If every teacher would do the best for each child in front of them by valuing all students and speaking out against those who don’t, I wouldn’t have to worry about my teenager driving/running/living while black. That’s a hashtag, you know, #livingwhileblack. My pride and joy, a well-liked 16 year-old kid, who is now taller than I am, is perceived by the world as a black man, and we see what happens to black men, even when they are Harvard educated birders or lying faced down, pleading for breath as a peace officer’s knee crushes the life out of them.
Educators, if you are reading this and thinking that my recipe for eradicating racism is overly simple, I’ll concede that. I just don’t understand why it can’t be.
As a teacher, how can I not use my voice to speak out against wrong and teach my students to do the same? How can I not understand that melanin can mean convictions and rogue justice death sentences, often without vindication? How can I not understand that #blacklivesmatter means that students in your class, who look like me, don’t feel like their lives matter as much as the lives of whites because of what we experience and what we see happening in our communities.

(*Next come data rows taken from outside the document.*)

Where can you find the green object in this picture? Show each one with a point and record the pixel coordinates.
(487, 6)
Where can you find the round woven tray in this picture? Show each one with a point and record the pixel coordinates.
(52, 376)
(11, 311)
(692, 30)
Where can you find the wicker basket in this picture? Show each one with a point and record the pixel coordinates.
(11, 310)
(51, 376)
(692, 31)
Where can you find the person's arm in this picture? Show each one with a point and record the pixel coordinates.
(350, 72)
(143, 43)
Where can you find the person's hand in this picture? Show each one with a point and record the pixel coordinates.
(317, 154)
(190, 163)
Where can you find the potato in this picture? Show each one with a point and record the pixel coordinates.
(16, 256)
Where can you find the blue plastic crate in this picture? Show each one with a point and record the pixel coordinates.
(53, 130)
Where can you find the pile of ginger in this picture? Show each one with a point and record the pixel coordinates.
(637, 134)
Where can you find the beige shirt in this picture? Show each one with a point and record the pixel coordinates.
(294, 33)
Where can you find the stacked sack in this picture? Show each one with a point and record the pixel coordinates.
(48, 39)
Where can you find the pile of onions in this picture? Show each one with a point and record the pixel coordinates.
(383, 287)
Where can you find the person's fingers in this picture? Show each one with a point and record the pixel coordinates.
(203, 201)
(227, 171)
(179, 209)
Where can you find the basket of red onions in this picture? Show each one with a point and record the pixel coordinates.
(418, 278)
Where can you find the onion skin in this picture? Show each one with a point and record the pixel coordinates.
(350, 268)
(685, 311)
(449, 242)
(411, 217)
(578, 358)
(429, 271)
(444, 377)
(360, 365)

As an educator, how can you not want to hug them and protect them and make sure that everyone who does NOT look like them knows that it’s not ok that they feel that way. It’s not ok that they die early and often for reasons rooted in systemic disenfranchisement, reasons that should make every educator into an activist, even if it’s only for one child at a time.
You want a more equitable classroom? Do your very best for the student standing in front of you. Make your campus a place where fairness and justice are not regulated by race, class, ideology or popularity. Esteem and celebrate those whose stories and histories you may have to look beyond the textbook for. When you read the painful stories of those who are not being valued, don’t look away. Teach your students the truth about what happens to people of color and the ugly historical truths surrounding the ugly present realities. Then teach them that they can make a difference. Send cards and letters to mothers of the slain, work with organizations who fight for social justice and teach your students that the grief we feel today will lessen if they value those who look like them– and those who don’t.
Don’t worry about the Big Concepts surrounding equity. Just do your best for the student that’s standing in front of you.